I'm writing a ROM-editing tool in C and need to extract some 8x8 tiles from CHR-ROM. First, I want to convert 2pp NES tiles to indexed 8bpp images. Second, I want to render them to an OpenGL canvas so the user can edit them. I haven't learned a lick of OpenGL yet but I just managed to wrap my head around the conversion part. This is my code:
for (y=0; y<8; ++y)
{
a = tile[y+0];
b = tile[y+8];
for (x=0; x<8; ++x)
{
output[y][x] = (((b >> (7-x)) & 1) << 1) | ((a >> (7-x)) & 1);
}
}
This is probably even easier for a compiler to optimize.
Edit: I was curious so I stuck both examples into the godbolt compiler explorer.
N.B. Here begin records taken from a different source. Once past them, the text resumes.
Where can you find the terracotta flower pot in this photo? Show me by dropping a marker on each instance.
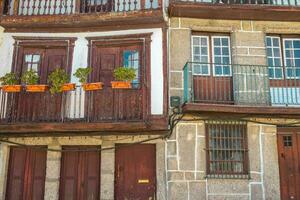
(121, 84)
(68, 87)
(92, 86)
(12, 88)
(36, 88)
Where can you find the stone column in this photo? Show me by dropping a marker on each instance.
(250, 74)
(4, 151)
(52, 173)
(107, 171)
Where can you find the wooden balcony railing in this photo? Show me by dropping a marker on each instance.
(249, 2)
(106, 105)
(68, 7)
(244, 85)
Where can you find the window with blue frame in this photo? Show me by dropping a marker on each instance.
(274, 57)
(219, 58)
(200, 55)
(292, 57)
(221, 55)
(283, 57)
(131, 59)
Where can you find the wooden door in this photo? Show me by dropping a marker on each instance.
(80, 174)
(39, 106)
(135, 174)
(114, 104)
(289, 165)
(26, 174)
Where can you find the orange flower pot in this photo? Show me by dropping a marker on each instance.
(68, 87)
(92, 86)
(36, 88)
(121, 84)
(12, 88)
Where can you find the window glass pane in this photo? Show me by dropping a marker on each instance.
(269, 39)
(131, 60)
(218, 69)
(271, 72)
(36, 58)
(196, 40)
(217, 51)
(225, 42)
(278, 73)
(297, 44)
(274, 57)
(28, 58)
(222, 55)
(200, 54)
(226, 70)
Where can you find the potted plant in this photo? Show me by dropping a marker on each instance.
(59, 80)
(30, 78)
(123, 77)
(10, 83)
(82, 74)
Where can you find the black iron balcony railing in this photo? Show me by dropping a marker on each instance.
(67, 7)
(106, 105)
(240, 84)
(249, 2)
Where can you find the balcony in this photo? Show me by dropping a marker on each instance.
(272, 10)
(42, 14)
(243, 86)
(120, 110)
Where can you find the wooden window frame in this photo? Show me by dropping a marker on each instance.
(125, 40)
(210, 52)
(42, 42)
(282, 38)
(229, 125)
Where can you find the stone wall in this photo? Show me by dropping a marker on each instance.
(186, 166)
(1, 35)
(107, 162)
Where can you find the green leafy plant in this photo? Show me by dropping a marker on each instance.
(82, 74)
(9, 79)
(57, 79)
(124, 74)
(30, 77)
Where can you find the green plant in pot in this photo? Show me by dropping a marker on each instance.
(59, 81)
(10, 83)
(30, 78)
(123, 77)
(82, 74)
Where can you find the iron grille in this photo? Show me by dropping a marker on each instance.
(227, 149)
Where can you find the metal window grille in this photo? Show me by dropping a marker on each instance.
(227, 149)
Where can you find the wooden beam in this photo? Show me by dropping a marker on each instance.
(245, 110)
(84, 22)
(78, 128)
(234, 12)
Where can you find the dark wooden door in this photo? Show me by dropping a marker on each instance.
(39, 106)
(114, 104)
(80, 174)
(135, 174)
(289, 165)
(26, 174)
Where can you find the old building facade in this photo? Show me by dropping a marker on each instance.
(232, 142)
(213, 112)
(83, 144)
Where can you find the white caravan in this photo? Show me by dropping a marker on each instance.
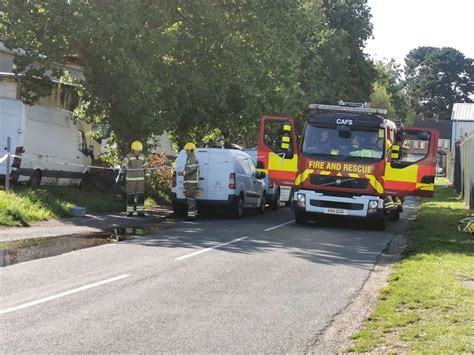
(50, 146)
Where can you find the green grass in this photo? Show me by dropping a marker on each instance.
(425, 307)
(26, 206)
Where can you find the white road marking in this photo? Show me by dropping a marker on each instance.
(280, 225)
(62, 294)
(208, 249)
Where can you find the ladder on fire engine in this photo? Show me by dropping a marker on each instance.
(353, 107)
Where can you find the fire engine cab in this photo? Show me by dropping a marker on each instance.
(350, 161)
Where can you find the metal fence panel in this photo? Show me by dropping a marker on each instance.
(461, 169)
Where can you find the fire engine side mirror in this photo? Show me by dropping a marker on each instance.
(289, 154)
(396, 152)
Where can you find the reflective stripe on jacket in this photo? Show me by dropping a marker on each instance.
(135, 165)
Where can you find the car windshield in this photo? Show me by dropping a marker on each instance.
(331, 142)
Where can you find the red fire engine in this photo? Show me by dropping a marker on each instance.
(351, 161)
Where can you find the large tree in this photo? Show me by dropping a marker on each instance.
(436, 78)
(389, 79)
(194, 67)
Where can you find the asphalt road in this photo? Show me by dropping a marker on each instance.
(216, 285)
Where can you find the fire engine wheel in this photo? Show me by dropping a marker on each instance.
(300, 217)
(35, 179)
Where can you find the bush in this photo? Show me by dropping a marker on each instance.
(158, 186)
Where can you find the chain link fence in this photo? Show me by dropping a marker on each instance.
(460, 169)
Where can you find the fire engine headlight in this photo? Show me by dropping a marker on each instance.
(301, 200)
(373, 204)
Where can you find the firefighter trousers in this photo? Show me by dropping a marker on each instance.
(190, 193)
(135, 196)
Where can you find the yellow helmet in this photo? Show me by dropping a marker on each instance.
(190, 146)
(137, 146)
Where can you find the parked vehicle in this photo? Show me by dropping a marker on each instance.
(49, 145)
(228, 179)
(351, 162)
(272, 189)
(286, 195)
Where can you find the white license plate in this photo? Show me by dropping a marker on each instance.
(338, 211)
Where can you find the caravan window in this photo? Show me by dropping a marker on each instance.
(82, 145)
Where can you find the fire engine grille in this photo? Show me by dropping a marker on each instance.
(333, 204)
(339, 181)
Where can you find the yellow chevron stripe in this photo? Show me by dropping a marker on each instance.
(375, 184)
(303, 177)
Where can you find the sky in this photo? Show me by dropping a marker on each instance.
(402, 25)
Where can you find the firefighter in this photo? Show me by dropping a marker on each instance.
(135, 165)
(191, 180)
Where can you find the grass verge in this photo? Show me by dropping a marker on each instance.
(426, 307)
(25, 206)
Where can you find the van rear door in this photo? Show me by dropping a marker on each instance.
(278, 150)
(414, 174)
(11, 112)
(221, 165)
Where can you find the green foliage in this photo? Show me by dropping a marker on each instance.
(380, 98)
(436, 78)
(426, 308)
(158, 186)
(26, 206)
(196, 66)
(389, 77)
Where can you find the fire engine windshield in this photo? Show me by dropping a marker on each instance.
(332, 142)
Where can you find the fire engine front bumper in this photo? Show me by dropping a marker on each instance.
(357, 206)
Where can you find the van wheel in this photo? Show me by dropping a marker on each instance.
(35, 179)
(85, 181)
(263, 205)
(238, 207)
(300, 217)
(276, 201)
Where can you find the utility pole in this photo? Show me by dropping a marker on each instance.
(7, 170)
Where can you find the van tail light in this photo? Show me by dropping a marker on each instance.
(173, 181)
(17, 161)
(232, 181)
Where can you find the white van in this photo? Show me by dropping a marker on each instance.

I'm kinda surprised, but GCC unrolls the shift-register approach better? Maybe? The practical difference might be marginal, though.
@rainwarrior
Great answer. It took me a minute to digest it (and I had to rotate your output 90 degrees) but it's a very elegant solution. And your hunch was correct. The shift-register approach is approximately 4% faster. Thanks for answering my first question.
@lidnariq
Yikes. I actually came across that standford page while looking for a solution. There's some good stuff in there but it's an overwhelming amount of information! This chr2pgm is a good reference, though.